Diante deste cenário, é muito comum as pessoas procurarem um nutricionista desejando diminuir o peso e emagrecer. Metas e mais metas, quilos e mais quilos, dietas, restrições, prescrições.... e parece que a situação nunca muda! E se nós deslocássemos o olhar do peso, não o tornando o foco do cuidado em saúde? Até porque, esse número, muitas vezes é controverso, e não indica e nem dá uma visão da saúde de forma integral e ampliada.
E se olhássemos então, para o indivíduo e sua demanda, com suas complexidades, seus determinantes sociais, para além de um diagnóstico ou número na balança? Acolhendo-o de maneira humanizada e sensível, ressignificando o sofrimento, e buscando novos modos de produção de cuidado, levando em consideração ainda, sua atitude alimentar, seus comportamentos, sentimentos, crenças, pensamentos e relação com o corpo e a comida?
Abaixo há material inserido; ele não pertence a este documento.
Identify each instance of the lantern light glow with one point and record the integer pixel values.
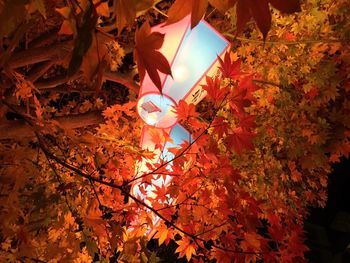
(192, 54)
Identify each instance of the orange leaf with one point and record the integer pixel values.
(222, 5)
(147, 57)
(182, 8)
(185, 111)
(186, 247)
(240, 140)
(229, 68)
(102, 9)
(125, 13)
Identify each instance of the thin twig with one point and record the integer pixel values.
(284, 42)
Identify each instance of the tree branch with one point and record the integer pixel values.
(40, 54)
(19, 129)
(123, 79)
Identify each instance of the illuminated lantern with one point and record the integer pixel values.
(192, 54)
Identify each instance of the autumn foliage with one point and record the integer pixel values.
(275, 119)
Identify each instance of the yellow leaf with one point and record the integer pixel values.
(186, 248)
(64, 11)
(102, 9)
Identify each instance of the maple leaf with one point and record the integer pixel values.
(247, 121)
(248, 84)
(186, 248)
(287, 7)
(215, 92)
(147, 57)
(238, 100)
(240, 140)
(164, 234)
(127, 10)
(220, 126)
(251, 240)
(260, 11)
(125, 14)
(182, 8)
(84, 39)
(185, 111)
(222, 5)
(228, 68)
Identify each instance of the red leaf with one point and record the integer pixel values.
(228, 68)
(262, 16)
(222, 5)
(243, 14)
(287, 7)
(184, 111)
(238, 100)
(215, 92)
(260, 11)
(147, 57)
(240, 140)
(220, 126)
(247, 122)
(248, 84)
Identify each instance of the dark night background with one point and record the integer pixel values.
(328, 229)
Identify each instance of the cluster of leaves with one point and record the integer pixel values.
(265, 137)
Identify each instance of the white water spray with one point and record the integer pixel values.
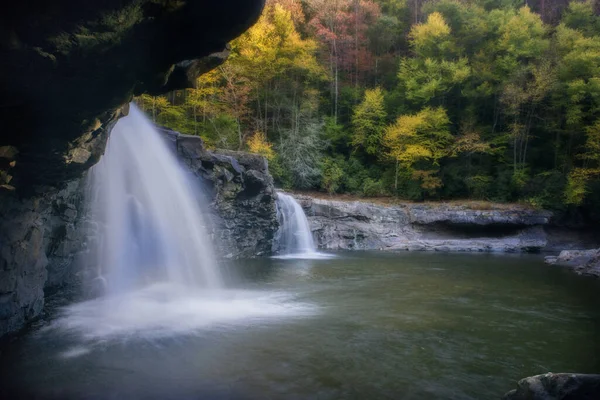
(153, 253)
(152, 225)
(294, 237)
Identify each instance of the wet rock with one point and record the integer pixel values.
(584, 262)
(68, 68)
(557, 387)
(242, 196)
(39, 239)
(366, 226)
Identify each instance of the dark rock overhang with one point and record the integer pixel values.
(68, 66)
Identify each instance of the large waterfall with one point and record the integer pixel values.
(294, 238)
(152, 226)
(152, 252)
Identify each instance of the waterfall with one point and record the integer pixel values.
(152, 252)
(294, 238)
(151, 223)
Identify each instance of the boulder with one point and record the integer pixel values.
(557, 387)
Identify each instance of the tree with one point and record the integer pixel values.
(418, 142)
(368, 122)
(258, 144)
(332, 174)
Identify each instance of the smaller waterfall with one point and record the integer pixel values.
(294, 237)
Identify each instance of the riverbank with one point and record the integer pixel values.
(346, 223)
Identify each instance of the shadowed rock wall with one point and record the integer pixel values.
(67, 67)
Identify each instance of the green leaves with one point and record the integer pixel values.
(368, 122)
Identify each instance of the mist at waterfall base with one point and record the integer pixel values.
(153, 256)
(294, 237)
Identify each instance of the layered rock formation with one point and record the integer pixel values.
(557, 387)
(442, 227)
(67, 69)
(584, 262)
(242, 196)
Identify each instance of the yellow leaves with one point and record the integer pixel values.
(273, 46)
(468, 143)
(524, 35)
(258, 144)
(435, 29)
(577, 181)
(419, 137)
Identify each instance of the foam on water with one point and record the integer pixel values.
(164, 310)
(152, 252)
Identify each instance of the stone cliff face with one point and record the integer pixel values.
(67, 69)
(366, 226)
(241, 194)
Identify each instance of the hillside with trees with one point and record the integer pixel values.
(420, 100)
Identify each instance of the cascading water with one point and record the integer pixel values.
(294, 238)
(152, 250)
(152, 226)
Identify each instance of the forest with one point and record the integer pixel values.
(421, 100)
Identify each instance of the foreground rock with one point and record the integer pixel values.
(584, 262)
(342, 225)
(67, 69)
(557, 387)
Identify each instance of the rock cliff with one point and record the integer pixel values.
(241, 194)
(441, 227)
(67, 69)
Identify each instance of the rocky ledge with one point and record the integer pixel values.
(557, 387)
(349, 225)
(584, 262)
(241, 195)
(67, 69)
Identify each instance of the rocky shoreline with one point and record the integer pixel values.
(358, 225)
(583, 262)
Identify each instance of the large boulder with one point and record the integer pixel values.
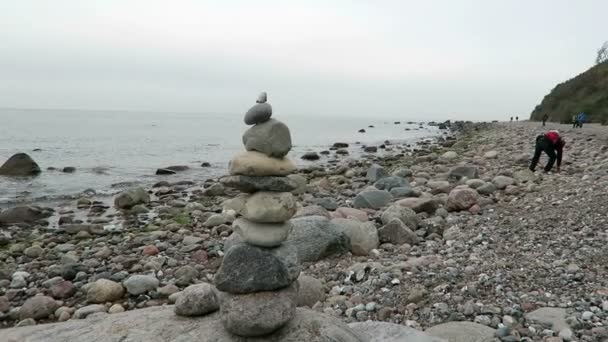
(253, 163)
(22, 214)
(19, 164)
(363, 235)
(271, 138)
(131, 197)
(260, 313)
(372, 199)
(463, 171)
(372, 331)
(246, 268)
(462, 199)
(160, 324)
(462, 332)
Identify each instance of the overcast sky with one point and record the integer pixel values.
(432, 59)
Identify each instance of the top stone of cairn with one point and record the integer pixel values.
(260, 112)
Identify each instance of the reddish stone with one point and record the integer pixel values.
(200, 256)
(150, 250)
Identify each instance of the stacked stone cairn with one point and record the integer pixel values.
(257, 282)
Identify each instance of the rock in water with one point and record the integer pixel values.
(253, 163)
(248, 269)
(268, 207)
(158, 324)
(262, 98)
(271, 138)
(197, 300)
(19, 164)
(259, 113)
(262, 234)
(22, 214)
(258, 313)
(131, 197)
(252, 184)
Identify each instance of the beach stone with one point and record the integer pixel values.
(311, 291)
(140, 284)
(253, 163)
(552, 317)
(375, 173)
(310, 156)
(262, 234)
(372, 331)
(259, 113)
(468, 171)
(345, 212)
(487, 189)
(372, 199)
(403, 192)
(462, 332)
(156, 324)
(89, 310)
(315, 237)
(38, 307)
(104, 290)
(524, 176)
(427, 205)
(397, 233)
(131, 197)
(268, 207)
(363, 235)
(461, 199)
(501, 182)
(390, 182)
(260, 313)
(301, 184)
(262, 98)
(22, 214)
(197, 300)
(19, 164)
(271, 138)
(252, 184)
(404, 214)
(247, 269)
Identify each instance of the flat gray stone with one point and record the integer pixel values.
(260, 112)
(389, 332)
(246, 269)
(252, 183)
(160, 324)
(462, 332)
(271, 138)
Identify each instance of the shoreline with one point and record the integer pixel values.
(522, 245)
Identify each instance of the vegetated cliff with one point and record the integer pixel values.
(587, 92)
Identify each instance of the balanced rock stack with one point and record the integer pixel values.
(257, 281)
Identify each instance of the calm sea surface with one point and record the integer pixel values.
(110, 147)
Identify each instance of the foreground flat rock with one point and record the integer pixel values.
(462, 332)
(390, 332)
(160, 324)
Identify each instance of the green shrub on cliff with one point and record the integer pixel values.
(587, 92)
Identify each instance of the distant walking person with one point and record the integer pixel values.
(580, 119)
(545, 118)
(553, 145)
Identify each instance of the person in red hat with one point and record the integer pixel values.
(553, 145)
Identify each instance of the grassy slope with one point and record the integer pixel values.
(586, 92)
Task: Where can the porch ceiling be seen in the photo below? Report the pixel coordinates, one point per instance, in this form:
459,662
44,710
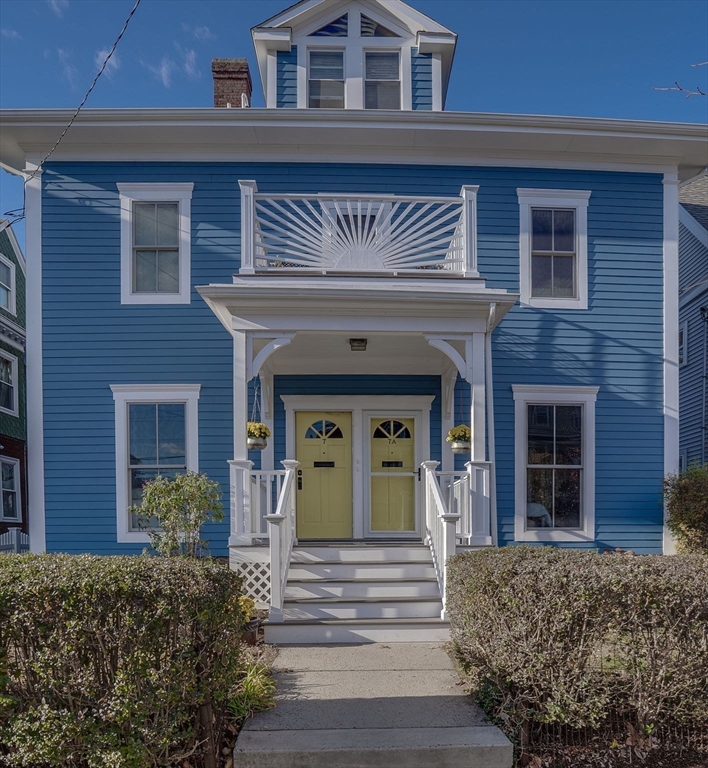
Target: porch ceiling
330,353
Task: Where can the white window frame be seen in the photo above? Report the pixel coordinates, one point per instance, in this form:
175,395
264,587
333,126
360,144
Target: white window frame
532,394
18,490
15,410
12,305
331,48
683,329
576,200
128,394
156,193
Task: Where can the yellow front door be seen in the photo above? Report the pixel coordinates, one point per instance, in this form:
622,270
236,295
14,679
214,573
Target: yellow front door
393,474
324,481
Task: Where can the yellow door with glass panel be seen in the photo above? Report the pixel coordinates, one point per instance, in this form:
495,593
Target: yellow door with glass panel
324,477
393,475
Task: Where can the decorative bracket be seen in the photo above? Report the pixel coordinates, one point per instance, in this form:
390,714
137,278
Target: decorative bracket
254,362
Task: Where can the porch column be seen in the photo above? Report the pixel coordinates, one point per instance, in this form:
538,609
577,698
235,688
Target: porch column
240,466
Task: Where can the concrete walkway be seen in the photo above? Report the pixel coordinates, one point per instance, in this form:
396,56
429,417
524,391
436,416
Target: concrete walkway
370,705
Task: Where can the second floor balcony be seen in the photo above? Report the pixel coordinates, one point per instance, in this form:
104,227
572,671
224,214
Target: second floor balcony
365,234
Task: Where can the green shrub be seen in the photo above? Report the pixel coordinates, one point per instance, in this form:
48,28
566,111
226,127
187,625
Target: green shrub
686,496
117,662
173,511
558,636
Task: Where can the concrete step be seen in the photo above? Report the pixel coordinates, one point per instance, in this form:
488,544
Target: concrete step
391,570
313,632
361,588
366,608
457,747
360,554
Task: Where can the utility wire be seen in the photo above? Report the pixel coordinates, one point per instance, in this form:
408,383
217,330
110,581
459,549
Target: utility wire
88,93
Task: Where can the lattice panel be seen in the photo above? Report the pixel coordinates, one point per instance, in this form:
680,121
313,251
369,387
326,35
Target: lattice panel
256,581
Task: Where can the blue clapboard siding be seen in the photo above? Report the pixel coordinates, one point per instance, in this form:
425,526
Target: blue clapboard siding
91,341
422,79
287,78
693,270
357,385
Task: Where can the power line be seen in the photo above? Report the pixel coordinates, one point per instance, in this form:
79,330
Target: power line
88,93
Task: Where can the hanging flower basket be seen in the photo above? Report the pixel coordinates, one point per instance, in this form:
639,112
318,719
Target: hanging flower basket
460,439
257,435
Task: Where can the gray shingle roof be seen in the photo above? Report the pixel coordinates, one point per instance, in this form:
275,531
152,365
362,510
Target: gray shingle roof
694,198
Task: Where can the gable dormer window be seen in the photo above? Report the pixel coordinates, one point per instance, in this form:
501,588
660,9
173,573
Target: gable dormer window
326,80
337,28
383,80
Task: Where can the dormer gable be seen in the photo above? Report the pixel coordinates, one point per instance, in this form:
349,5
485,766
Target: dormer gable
355,54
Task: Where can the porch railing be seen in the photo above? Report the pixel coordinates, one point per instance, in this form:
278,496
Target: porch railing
281,530
358,233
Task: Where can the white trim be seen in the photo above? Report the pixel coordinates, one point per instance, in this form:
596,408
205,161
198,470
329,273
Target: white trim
699,232
125,394
358,406
33,360
671,326
14,373
525,394
553,198
18,491
12,307
130,193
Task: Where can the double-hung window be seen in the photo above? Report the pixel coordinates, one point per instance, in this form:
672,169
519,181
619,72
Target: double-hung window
156,436
383,80
7,285
555,460
155,243
326,79
8,384
553,272
10,512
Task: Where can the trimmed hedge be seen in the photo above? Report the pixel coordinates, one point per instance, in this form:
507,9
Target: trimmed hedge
117,662
560,636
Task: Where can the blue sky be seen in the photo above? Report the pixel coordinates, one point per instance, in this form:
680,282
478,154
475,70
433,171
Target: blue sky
596,58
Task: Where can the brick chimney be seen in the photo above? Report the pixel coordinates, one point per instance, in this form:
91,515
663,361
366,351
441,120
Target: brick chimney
232,83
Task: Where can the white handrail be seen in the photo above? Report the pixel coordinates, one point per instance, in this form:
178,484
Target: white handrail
349,232
440,529
281,529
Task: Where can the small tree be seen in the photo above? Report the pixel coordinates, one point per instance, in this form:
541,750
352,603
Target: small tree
686,496
173,511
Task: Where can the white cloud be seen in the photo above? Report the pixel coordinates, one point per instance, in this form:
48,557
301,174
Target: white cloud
163,71
58,6
70,72
113,64
201,33
190,63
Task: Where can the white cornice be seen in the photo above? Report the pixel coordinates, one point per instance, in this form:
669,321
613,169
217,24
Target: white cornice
268,135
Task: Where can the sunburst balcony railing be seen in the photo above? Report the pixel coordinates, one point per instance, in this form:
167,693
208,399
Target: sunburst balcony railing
385,234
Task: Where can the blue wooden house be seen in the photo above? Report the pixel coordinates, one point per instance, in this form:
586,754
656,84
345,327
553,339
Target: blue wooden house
362,271
693,321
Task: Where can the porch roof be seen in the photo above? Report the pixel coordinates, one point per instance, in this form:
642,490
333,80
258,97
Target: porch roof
357,304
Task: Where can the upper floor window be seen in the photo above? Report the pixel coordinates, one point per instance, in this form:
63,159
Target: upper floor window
383,80
155,243
8,384
553,270
326,80
7,284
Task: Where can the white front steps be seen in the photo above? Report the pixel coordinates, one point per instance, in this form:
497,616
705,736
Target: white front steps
360,593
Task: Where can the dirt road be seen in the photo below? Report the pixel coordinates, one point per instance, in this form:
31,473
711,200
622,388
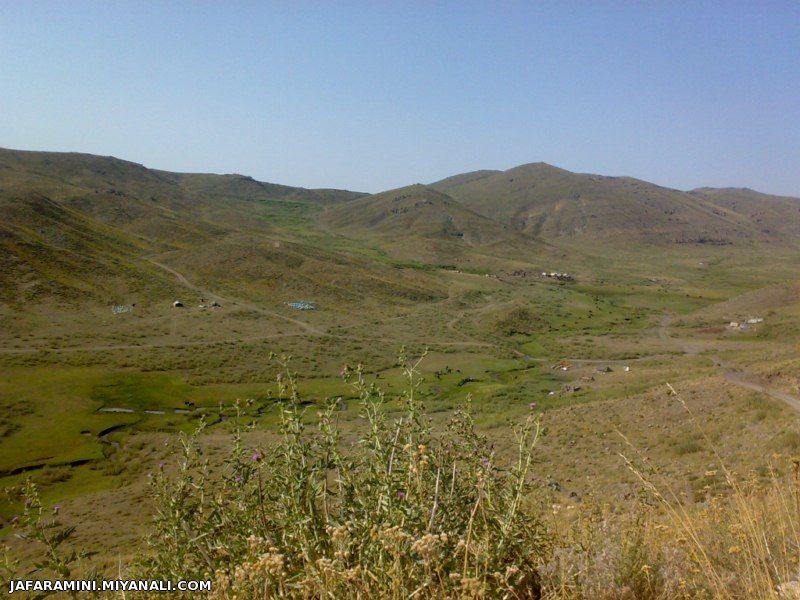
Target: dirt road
737,377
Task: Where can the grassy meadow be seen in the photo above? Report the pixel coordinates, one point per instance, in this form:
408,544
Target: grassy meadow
93,404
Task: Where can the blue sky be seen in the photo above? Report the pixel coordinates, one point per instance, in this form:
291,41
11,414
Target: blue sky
374,95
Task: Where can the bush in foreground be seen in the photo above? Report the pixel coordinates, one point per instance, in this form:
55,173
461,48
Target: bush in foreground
399,513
A intenção aqui não é só olhar de maneira ampliada para estas questões objetivando apenas a mudança de comportamento! A forma com que cada um se relaciona com o corpo e a comida é singular, é muito único! Precisamos entender ainda, qual a função daquele comportamento para um indivíduo, e fazer uma escuta de como este comportamento atuou na construção da sua subjetividade e história de vida! A verdade é que temos tantos aspectos para olhar... Então por que somente focar no peso?
E se buscarmos uma relação saudável com o corpo e a comida, independentemente do tamanho do nosso corpo, ter momentos de lazer, ter relações sociais saudáveis, cuidar e acolher os nossos sentimentos, respeitar os nossos aspectos sócio-emocionais, ser protagonista da nossa história e ter autonomia em nossas decisões? Será que o meu corpo é a minha aparência, ou é um corpo que me movimenta, me sustenta, carrega minha vida, meus órgãos, um coração batendo...?
Nós convidamos que, de maneira genuína, gentil e não julgadora, você escute e reflita sobre estas questões, para que dê maior atenção aos significados e aos valores que você atribui à sua saúde, e se eles, de alguma maneira, estão lhe ocasionando sofrimento e angústia.
Referências:
ALVARENGA, Marle et. al. Nutrição Comportamental. 2019. São Paulo: Editora Manole (2ª ed.)
PONT, Stephen J. et. al. Stigma Experienced by Children and Adolescents With Obesity. PEDIATRICS, 2017.